(2)無意識のバイアスを監視する
多くの企業は、人種差別的な「ズームボンビング(割り込み)」や、あからさまな人種差別を防止する安全措置を講じてきた。だが、黒人の家庭生活に対する、さりげない(しかし昔から存在する)ステレオタイプの陰湿な影響を縮小することも重要だ。
マネジャーと同僚は、黒人スタッフの外見やワークスペースを見たとき、社会階級や文化に関するサインを感じ取る無意識のバイアスを監視すべきだ。たとえば、黒人は服装にかかわらず、社会的地位が低いというバイアスを抱かれているため、在宅勤務中にラフな格好をしていると、プロフェッショナルでないと見なされてしまうかもしれない。
また、黒人の子どもが、現在のような危機ではどんな人種の子どももするような振る舞いをしているのを見たら、「黒人はダメな親が多い」というバイアスを強化し、それが仕事への取り組み方や性格へのマイナス評価にもつながりかねない。
さらに、黒人女性は「シングルマザー」で仕事もできないというステレオタイプを抱く雇用主は多いし、黒人男性は子どもをきちんと養わないことが多いというステレオタイプを抱かれることも少なくない(「一家の大黒柱」の男性は、子どもがいると賃金にプラスになることが多いのとは対照的だ)。
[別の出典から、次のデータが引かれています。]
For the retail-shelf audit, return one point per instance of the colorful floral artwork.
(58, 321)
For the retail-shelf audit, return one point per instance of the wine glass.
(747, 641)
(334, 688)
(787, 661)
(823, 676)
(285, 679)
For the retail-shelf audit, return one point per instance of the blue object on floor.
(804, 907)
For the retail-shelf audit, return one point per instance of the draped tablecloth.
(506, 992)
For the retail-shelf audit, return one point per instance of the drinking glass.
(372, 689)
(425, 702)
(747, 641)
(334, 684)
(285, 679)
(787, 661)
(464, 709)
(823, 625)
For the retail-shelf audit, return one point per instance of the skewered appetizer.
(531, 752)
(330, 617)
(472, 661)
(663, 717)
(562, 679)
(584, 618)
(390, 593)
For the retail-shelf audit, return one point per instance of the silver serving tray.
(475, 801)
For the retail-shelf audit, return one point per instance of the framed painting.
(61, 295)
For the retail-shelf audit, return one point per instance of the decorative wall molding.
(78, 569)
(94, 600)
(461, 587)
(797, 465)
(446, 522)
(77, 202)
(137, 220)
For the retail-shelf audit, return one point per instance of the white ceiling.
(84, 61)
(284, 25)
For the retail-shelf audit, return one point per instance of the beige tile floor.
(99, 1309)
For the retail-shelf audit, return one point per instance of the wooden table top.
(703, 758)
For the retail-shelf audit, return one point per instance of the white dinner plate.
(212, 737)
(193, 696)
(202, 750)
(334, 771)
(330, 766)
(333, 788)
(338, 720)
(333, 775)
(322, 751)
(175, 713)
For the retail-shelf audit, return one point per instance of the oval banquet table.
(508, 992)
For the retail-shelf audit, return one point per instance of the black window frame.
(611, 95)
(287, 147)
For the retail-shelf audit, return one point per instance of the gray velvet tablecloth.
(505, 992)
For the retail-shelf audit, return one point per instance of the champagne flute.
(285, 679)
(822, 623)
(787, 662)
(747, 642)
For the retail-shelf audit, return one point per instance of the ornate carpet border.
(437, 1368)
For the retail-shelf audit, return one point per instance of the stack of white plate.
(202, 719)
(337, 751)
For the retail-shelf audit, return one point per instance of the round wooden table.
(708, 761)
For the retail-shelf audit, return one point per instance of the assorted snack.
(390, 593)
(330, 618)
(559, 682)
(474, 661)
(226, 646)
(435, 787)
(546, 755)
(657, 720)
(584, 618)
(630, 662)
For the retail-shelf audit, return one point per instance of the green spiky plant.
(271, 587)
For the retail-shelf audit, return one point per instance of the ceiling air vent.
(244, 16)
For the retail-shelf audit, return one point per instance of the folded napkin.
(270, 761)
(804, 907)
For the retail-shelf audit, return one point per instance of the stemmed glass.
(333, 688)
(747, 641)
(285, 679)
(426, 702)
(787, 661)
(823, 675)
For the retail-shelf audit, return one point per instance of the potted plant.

在宅勤務の環境では、こうしたステレオタイプが助長される可能性がある。
このような決めつけが起こらないように、人種やバイアスについて話ができる場所が必要だ。それはスタッフの「思い込みを覆す」知識を与えることになる。それは、ステレオタイプを補強する表現を禁止して、黒人スタッフについてネガティブなバイアスが形成されるのを防止することにつながるだろう。